ERMENİ SOYKIRIMI GELİYOR
“Avrupa ile Türkiye arasındaki zaten bu zor ilişkiler son günlerde daha grotesk bir döneme girdi. Türk hükümeti, Cumhurbaşkanı Erdoğan hakkında bölgesel bir televizyon programında yayınlanan kısa bir mizah klibini protesto etmek için Alman Büyükelçiyi iki kez dışişlerine çağırdı. Bu gülünç durum karşısında, aslında şu soruyu sormak gerekir: Türk diplomasisi Almanların ve üyesi olmak istediği AB'nin temel değerleri düşünce ve basın özgürlüğü üzerine ne biliyor?
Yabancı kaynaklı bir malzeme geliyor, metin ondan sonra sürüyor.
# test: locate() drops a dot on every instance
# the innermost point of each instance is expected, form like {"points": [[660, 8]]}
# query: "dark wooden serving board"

Avrupa Türkiye ilişkilerinde mizah bu gidişle hiç şüphesiz hiç eksik olmayacak. Buna ek olarak Alman Meclisi'nde bu bahar partiler üstü büyük bir çoğunluğun oylarıyla geçecek olan Ermeni soykırım taslağı en üstte bekliyor. Taslak 1916 yılında Ermenilere yönelik kitlesel kıyımı soykırım olarak sınıflandırıyor. Bunun Ankara ile ilişkilerde yeni ve büyük bir kızgınlığa yol açacağı şimdiden belli.
” TARAFLARIN ÇIKARINA “
Zor bir ortak olan Türkiye ile bu yeni uyuşmazlıklara rağmen Avrupa ve üye ülkelerin şunun asla gözardı etmemesi gerekir. Burada onlarca yıldır süren bir ortaklık söz konusu ve bu ortaklık iki tarafın da üstün çıkarına. Avrupa'nın Türkiye'ye Türkiye'nin de Avrupa'ya ihtiyacı var. Bu geçmişte de geçerliydi ve gelecekte çok daha geçerli olacak. Avrupa'nın ve Ortadoğu'nun kıyısında, tecrit edilmiş, yalnız bırakılmış bir Türkiye kabus olur. Bu ortaklığın bedeli hiçbir zaman demokratik ilkelerden vazgeçmek anlamına gelmez. Zaten bu Türkiye'nin de çıkarına olmaz.”